Health benefits of raisins


■They are also good source of some B-complex vitamins such as thiamin, pyridoxine, riboflavin, and pantothenic acid.

■Raisins, like dried apricots, figs, prunes, are concentrated sources of energy, vitamins, minerals, and anti-oxidants.

■They are gluten free and can be consumed by people who do not tolerate gluten as an alternative healthy food.

■As in grapes, raisins also contain phytochemical compound resveratrol. Resveratrol, a polyphenol anti-oxidant, has anti-inflammatory, anti-cancer, blood cholesterol lowering activities.

■In addition, resveratrol reduces stroke risk by altering the molecular mechanisms in the blood vessels. It does so firstly by reducing susceptibility of blood vessels damage through decreased activity of angiotensin

■Like in grapes they, especially those derived from red/purple grapes, are very high in anthocyanins, another class of polyphenolic anti-oxidants.

■100 g raisins provide 3.7 g or 10% of daily-required levels of dietary fiber. Studies suggest moderate fiber in the diet help lower body weight, cholesterol levels in the blood, and colon and breast cancer incidence as well as constipation episodes by decreasing GI transit time of food.

■Raisins are dense sources minerals like calcium, iron, manganese, magnesium copper, flouride, and zinc. Copper and manganese are an essential co-factor of antioxidant enzyme, superoxide dismutase. 100 g provides 23% daily requirement levels of iron.

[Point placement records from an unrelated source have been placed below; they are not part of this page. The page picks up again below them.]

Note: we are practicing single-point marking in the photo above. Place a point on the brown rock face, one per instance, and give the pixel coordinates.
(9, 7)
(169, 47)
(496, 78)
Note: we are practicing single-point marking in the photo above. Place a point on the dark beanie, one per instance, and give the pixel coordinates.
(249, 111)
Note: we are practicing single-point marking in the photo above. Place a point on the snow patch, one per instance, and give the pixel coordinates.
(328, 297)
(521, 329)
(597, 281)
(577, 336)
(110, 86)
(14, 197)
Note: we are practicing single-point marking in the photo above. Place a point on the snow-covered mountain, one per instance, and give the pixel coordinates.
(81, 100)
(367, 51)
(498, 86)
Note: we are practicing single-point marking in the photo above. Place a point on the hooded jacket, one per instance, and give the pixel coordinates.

■In addition, they are rich in heart healthy electrolyte potassium. 100 g provide 749 mg of potassium. Potassium reduces heart rate, blood pressure by countering sodium and thereby helps prevent stroke, CHD, and peripheral vascular diseases.



New Research-Snacking On Raisins Controls Hunger, Promotes Satiety in Children


New research recently announced at the Canadian Nutrition Society annual meeting in Vancouver, B.C., suggests eating raisins as an after-school snack prevents excessive calorie intake and increases satiety - or feeling of fullness - as compared to other commonly consumed snacks.


The study, funded by a grant from the California Raisin Marketing Board, was conducted among 26 normal-weight boys and girls ages 8 - 11 during a three-month timeframe. Study participants were randomly assigned to eat raisins or other snacks, including grapes, potato chips or chocolate chip cookies, until they were comfortably full. Additionally, each child received the same standardized breakfast; morning snack and lunch on test days. Subjective appetite was measured before and immediately after snack consumption at 15-minute intervals. Key study findings include:

Food intake following raisin consumption was lower and satiation greater compared to the other snacks

When eating raisins, children consumed significantly fewer calories when compared to the other snacks in the study

Grapes, potato chips and cookies resulted in ~ 56 percent, 70 percent and 108 percent higher calorie intake compared to raisins, respectively

Cumulative calorie intake (breakfast + morning snack + lunch + after-school snack) was 10 percent -19 percent lower after raisins compared to other snacks

Although all snacks reduced subjective appetite, desire-to-eat was lowest after consuming raisins

The study was conducted by lead researcher, G. Harvey Anderson, Ph.D., Professor of Nutritional Sciences and Physiology, Department of Nutritional Sciences, University of Toronto and co-investigated by Nick Bellissimo, Ph.D., Assistant Professor, School of Nutrition, Ryerson University and Bohdan Luhovyy, Ph.D., Assistant Professor, Department of Applied Human Nutrition, Mount Saint Vincent University. To our knowledge, this is the first controlled study that looks at after-school snacking and satiety among children," said Anderson. "We found consumption of raisins as a snack prevented excessive calorie intake, increased the feeling of fullness, and thereby may help contribute to the maintenance of a healthy weight in school-age children.